Given an integer array, i need to find which number occurred most number of times. I have written algorithm as below.
Use a map to store number and number of times it occurred.
map<int, int>
Key: represents the number
value: represents number of times key occurred.- Scan input array and update the map with number and number of occurances.
- Iterate through map from the begining to end. Find the key for which maximum value is present. This key becomes the number which occurred most number of times.

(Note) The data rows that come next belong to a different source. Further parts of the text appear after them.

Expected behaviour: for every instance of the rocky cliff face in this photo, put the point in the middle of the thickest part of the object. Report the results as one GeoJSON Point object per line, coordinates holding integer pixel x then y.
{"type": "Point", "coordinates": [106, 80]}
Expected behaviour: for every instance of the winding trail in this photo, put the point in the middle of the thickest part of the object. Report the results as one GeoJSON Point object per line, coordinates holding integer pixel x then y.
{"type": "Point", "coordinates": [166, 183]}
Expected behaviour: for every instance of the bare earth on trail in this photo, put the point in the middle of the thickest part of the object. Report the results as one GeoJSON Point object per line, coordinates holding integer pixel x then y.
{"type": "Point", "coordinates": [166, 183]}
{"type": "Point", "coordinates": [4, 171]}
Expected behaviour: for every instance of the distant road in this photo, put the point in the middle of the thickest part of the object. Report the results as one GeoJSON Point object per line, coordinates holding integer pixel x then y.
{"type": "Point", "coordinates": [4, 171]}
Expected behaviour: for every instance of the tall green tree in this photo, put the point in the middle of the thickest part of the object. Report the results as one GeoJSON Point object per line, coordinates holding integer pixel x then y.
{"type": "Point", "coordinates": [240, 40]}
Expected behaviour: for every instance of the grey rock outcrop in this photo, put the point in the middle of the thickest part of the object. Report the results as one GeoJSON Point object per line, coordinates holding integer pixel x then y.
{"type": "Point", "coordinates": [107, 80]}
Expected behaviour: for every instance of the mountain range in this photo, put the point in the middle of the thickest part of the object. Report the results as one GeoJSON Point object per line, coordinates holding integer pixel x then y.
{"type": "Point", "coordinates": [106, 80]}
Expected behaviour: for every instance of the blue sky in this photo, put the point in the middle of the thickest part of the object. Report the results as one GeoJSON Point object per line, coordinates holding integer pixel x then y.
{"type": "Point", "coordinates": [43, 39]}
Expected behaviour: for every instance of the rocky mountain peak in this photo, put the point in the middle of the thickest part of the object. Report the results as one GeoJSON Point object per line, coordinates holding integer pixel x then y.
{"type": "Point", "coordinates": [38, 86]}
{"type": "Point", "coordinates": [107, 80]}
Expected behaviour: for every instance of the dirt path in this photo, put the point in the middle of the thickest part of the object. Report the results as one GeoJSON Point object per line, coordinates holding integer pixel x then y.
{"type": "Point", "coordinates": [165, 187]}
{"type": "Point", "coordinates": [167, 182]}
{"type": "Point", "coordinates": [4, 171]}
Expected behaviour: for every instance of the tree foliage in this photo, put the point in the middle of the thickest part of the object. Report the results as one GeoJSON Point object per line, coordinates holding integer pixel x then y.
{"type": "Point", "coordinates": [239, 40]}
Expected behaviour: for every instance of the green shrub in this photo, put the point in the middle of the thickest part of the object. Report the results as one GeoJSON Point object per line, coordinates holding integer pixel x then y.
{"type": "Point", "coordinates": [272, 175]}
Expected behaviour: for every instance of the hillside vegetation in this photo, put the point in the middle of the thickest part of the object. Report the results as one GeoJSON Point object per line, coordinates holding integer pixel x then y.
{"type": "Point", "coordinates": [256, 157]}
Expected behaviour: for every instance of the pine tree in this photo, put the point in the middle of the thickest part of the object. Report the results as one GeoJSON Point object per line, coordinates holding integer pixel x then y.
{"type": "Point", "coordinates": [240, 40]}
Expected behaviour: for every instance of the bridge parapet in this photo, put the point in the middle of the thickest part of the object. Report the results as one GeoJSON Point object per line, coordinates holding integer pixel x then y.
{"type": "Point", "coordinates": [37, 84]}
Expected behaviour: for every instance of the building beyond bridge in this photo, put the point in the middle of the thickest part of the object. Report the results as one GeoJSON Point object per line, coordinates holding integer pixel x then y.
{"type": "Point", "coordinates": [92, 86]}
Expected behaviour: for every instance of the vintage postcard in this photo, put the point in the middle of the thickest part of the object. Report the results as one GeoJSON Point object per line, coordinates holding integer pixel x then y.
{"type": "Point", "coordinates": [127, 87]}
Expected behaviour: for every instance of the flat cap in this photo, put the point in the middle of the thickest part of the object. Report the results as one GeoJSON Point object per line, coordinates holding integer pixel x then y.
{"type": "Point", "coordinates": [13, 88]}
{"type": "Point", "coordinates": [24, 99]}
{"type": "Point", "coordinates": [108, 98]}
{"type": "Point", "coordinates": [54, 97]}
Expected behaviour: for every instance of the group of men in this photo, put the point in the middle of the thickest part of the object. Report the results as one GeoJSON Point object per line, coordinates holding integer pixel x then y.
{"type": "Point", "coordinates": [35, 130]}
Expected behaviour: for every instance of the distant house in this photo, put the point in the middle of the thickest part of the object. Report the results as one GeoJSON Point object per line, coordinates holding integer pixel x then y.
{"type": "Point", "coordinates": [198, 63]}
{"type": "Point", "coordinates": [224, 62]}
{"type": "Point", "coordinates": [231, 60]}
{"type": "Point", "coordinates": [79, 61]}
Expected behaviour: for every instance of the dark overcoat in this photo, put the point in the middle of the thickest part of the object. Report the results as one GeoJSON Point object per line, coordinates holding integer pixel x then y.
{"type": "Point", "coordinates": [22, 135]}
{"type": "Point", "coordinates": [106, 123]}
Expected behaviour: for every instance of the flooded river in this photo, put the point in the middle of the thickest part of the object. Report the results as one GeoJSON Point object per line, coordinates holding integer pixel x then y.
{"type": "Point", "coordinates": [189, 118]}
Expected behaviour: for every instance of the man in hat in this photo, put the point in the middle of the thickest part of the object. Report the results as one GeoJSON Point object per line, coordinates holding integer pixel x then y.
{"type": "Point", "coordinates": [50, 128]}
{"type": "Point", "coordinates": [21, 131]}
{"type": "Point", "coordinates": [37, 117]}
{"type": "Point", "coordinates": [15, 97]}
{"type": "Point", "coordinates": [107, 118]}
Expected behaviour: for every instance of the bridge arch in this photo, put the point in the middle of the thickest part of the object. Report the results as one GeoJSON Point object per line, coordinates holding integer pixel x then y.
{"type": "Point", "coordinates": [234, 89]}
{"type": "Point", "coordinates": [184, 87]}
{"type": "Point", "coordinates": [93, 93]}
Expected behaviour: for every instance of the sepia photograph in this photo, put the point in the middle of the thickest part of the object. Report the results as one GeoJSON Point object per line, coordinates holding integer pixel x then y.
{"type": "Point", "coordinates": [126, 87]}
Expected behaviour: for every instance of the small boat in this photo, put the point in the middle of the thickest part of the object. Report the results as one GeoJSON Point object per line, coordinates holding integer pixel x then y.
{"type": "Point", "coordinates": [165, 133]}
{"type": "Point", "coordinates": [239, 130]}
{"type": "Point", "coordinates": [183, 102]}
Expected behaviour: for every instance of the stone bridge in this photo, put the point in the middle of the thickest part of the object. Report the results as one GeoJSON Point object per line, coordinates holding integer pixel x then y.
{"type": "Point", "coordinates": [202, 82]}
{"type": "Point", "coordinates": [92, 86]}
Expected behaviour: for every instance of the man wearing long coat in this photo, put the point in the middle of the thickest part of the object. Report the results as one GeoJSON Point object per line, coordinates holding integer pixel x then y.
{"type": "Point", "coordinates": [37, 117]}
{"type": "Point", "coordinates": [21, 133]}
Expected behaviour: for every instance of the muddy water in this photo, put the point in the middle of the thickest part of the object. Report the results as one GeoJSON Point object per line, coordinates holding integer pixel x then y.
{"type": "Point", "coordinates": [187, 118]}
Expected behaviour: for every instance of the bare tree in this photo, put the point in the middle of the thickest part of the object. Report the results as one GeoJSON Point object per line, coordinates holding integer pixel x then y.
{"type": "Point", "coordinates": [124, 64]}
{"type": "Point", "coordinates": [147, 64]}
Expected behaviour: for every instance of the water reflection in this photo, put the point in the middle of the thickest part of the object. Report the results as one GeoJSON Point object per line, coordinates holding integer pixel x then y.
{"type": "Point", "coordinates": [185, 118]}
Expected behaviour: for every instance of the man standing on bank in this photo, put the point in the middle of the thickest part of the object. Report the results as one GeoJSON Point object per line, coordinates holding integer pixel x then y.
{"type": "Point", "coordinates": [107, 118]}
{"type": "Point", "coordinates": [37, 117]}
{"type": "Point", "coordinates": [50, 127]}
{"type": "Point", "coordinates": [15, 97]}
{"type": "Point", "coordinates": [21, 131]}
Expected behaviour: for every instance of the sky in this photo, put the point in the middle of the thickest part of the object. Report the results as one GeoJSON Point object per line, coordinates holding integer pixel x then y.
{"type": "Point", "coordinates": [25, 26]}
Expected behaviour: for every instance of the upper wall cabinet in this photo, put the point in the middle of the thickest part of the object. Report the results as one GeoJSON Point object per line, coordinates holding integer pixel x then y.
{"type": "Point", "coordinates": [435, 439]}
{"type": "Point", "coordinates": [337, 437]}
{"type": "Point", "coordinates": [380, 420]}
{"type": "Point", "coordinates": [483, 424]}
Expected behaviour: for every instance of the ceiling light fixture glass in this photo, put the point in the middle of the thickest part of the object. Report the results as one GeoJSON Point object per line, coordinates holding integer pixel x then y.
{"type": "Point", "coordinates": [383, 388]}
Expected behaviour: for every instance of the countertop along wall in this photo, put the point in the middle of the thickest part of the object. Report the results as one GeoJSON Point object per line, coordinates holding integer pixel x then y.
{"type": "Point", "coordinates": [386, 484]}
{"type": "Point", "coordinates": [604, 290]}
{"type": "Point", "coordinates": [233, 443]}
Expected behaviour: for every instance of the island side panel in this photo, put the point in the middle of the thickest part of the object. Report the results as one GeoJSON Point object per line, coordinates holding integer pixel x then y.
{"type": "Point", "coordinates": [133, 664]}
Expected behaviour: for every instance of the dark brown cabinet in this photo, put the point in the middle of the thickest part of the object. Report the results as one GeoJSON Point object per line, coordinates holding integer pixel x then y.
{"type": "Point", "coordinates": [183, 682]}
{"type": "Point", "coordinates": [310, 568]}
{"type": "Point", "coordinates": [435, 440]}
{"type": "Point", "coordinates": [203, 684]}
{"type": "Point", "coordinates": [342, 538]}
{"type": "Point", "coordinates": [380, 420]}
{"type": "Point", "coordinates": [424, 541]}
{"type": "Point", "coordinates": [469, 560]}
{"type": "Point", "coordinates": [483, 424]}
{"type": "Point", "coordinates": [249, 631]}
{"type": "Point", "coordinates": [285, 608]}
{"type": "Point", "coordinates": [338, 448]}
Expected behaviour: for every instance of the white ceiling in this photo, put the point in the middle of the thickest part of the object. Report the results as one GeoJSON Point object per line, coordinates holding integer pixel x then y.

I implemented the algorithm as below.
#include <iostream>
#include <map>
using namespace std;
int main()
{
int a[10] = {1,2,3,2,1,3,2,4,1,1}; //Input array: hardcoded for testing
map<int, int> m;
for(int i=0;i<10;i++)
{
m[a[i]]++; //Increment the value of key for counting occurances
}
int mostNumTimes = 0;
int number = -999; //-999 represents invalid number
map<int,int>::iterator it = m.begin();
for( ;it != m.end(); it++) //Find the number which occurred
{ //most number of times
if(it->second > mostNumTimes)
{
mostNumTimes = it->second;
number = it->first;
}
}
if(number != -999) //Print number and number of times it occurred
{
cout<<"Number: "<<number<<endl;
cout<<"Number of times occured: "<<mostNumTimes<<endl;
}
else
{
cout<<"Input array is empty"<<endl;
}
return 0;
}
Output:
Number: 1
Number of times occured: 4
Question: Are there any optimal ways of doing it ? In the end, i am iterating through entire map as I couldn't find any member function for finding key whose value is highest in map. can i avoid iterating all keys ?
Note: I am not considering if multiple numbers occuring same number of times. I am finding first number with most occurances.
You could maintain a current max (count and int value) as you iterate the values. On each increment in the map, you could update the values so you don't have to iterate at the end.
map<int, int> m;
int currentMax = -999;
int maxCount = 0;
for(int i=0;i<10;i++)
{
int updated = m[a[i]]++; //Increment the value of key for counting occurances
updated++; // due to post increment
if (maxCount < updated) {
maxCount = updated;
currentMax = i;
}
}
Because this is an entertaining exercise, it seems we're all assuming that map iteration is cheap. While iterating a map is also O(N), it's much more expensive than iterating over a vector or array. So what's cheaper, iterating a possibly reduced size map, or doing a really basic if check that will trigger two assignments at some percentage? Both your solution and this one are O(N) assuming you change to use an unordered map. Right now you're not, so each insert is log(n) and actually I think switching to an unordered map will be your biggest gain at this point.